Der Vermieter hatte die Betriebskostenabrechnung an ein Unternehmen (laut Sachverhalt „Firma“) outgesourct. Er hatte dem Mieter gegenüber zwar Auskunft nach Art. 15 DSGVO erteilt, aber nur unvollständig. Der Vermieter hatte mitgeteilt, dass er dem Unternehmen die auf dem Mietvertrag befindlichen Stammdaten (Name, frühere Anschrift, Telefonnummer) weitergeleitet hatte. Allerdings wurde nicht mitgeteilt, welche personenbezogenen Daten in diesem Unternehmen weiterhin gespeichert sind und wie lange diese Speicherung dort nach welchen Kriterien andauern soll.

Bis zur vollständigen Auskunftserteilung stehe dem Mieter (Kläger) ein Zurückbehaltungsrecht zu (Rn. 20). Das AG Wiesbaden erwähnt explizit § 274 BGB, prüft allerdings nicht die Voraussetzungen von § 273 BGB. Es erwähnt vielmehr überhaupt keine Rechtsgrundlage für ein Zurückbehaltungsrecht und dementsprechend das Vorliegen eines Zurückbehaltungsrechts nicht weiter (jedenfalls so wie bei BeckRS veröffentlicht und eine andere Veröffentlichung konnte ich nicht finden).  

§ 273 BGB setzt unter anderem eine sogenannte Konnexität der Ansprüche voraus, wobei die Rechtsprechung es genügen lässt, wenn ein natürlicher und wirtschaftlicher Zusammenhang zwischen den Ansprüchen (einheitliches Lebensverhältnis, BGH 73, 319; 116, 244) in der Weise bestehen, dass es gegen Treu und Glauben verstoßen würde, wenn der eine Anspruch ohne Rücksicht auf den anderen Anspruch geltend gemacht und durchgesetzt werden könnte (Palandt-Grüneberg § 273 Rn. 9).

Bekanntermaßen ist der Begriff der Konnexität in § 273 BGB weit auszulegen.
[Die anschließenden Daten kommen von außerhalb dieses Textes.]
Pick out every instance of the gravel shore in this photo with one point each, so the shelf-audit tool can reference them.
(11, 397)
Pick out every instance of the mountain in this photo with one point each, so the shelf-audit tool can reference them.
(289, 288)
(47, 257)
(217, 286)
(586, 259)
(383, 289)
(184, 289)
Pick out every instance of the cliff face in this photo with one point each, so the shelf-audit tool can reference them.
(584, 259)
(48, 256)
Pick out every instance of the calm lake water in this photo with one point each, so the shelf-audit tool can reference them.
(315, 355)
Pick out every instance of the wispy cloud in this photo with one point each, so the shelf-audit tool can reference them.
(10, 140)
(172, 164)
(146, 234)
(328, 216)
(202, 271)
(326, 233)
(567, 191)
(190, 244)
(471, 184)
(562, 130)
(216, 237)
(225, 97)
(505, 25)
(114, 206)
Und ein natürlicher Zusammenhang zwischen den Ansprüchen lässt sich aufgrund der Mietbeziehung zwischen den Beteiligten problemlos bejahen. Allerdings fehlt mir noch ein wenig die Fantasie für die Annahme des wirtschaftlichen Zusammenhangs zwischen einer bestimmten Betriebskostenhöhe/Anspruchs auf Betriebskostenzahlung und der Frage, welche Stammdaten des Mieters wie lange nach welchen Kriterien bei einem Auftragsdatenverarbeiter gespeichert werden!?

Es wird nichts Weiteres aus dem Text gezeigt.